William Ferguson (March 8, 1862 - October 29, 1936) was a politician in Manitoba, Canada. He served in the Legislative Assembly of Manitoba from 1899 to 1903 and 1907–1914, as a member of the Conservative Party.

Ferguson was born in Canada West and came to Manitoba in 1882. He was a farmer and lived in Hamiota during his political career. He first campaigned for the Manitoba legislature in the 1896 provincial election, and lost to Liberal incumbent David McNaught by fifty-four votes in the Saskatchewan constituency.

He ran again for Saskatchewan in the 1899 election, and defeated Liberal candidate John Henry McConnell by fifteen votes.

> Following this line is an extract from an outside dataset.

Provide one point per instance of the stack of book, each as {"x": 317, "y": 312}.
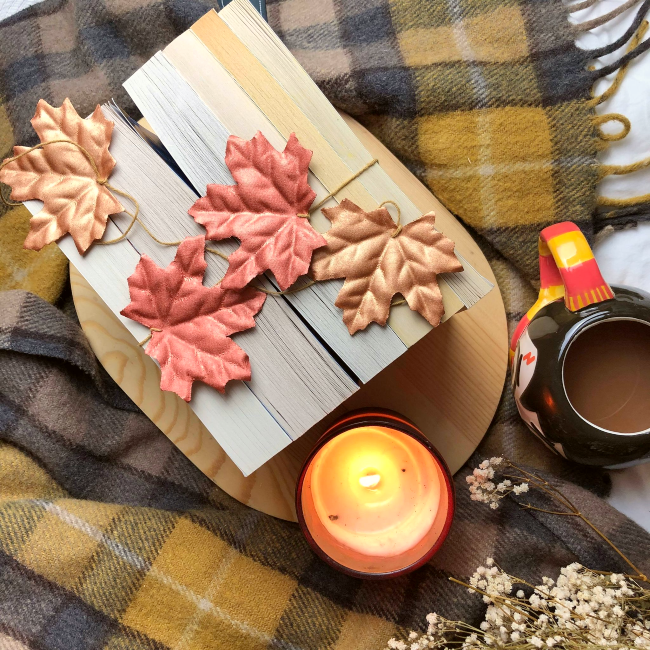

The Conservatives won this election, and Ferguson served in the legislature as a backbench supporter of premiers Hugh John Macdonald and Rodmond Roblin.

Redistribution forced Ferguson into the Hamiota constituency for the 1903 election, and he lost to Liberal David Jackson by twenty-two votes. He was returned to the legislature for Hamiota in the 1907 election, and won again in 1910.

Ferguson served as chair of public accounting during his time in the legislature. His biographical entry in the Canadian Parliamentary Guide indicates that he was popular with both sides of the house.

He lost to John Henry McConnell by 398 votes in the 1914 election, and by 347 votes in a 1920 rematch. Ferguson died by suicide in Pincher Creek, Alberta on October 29, 1936.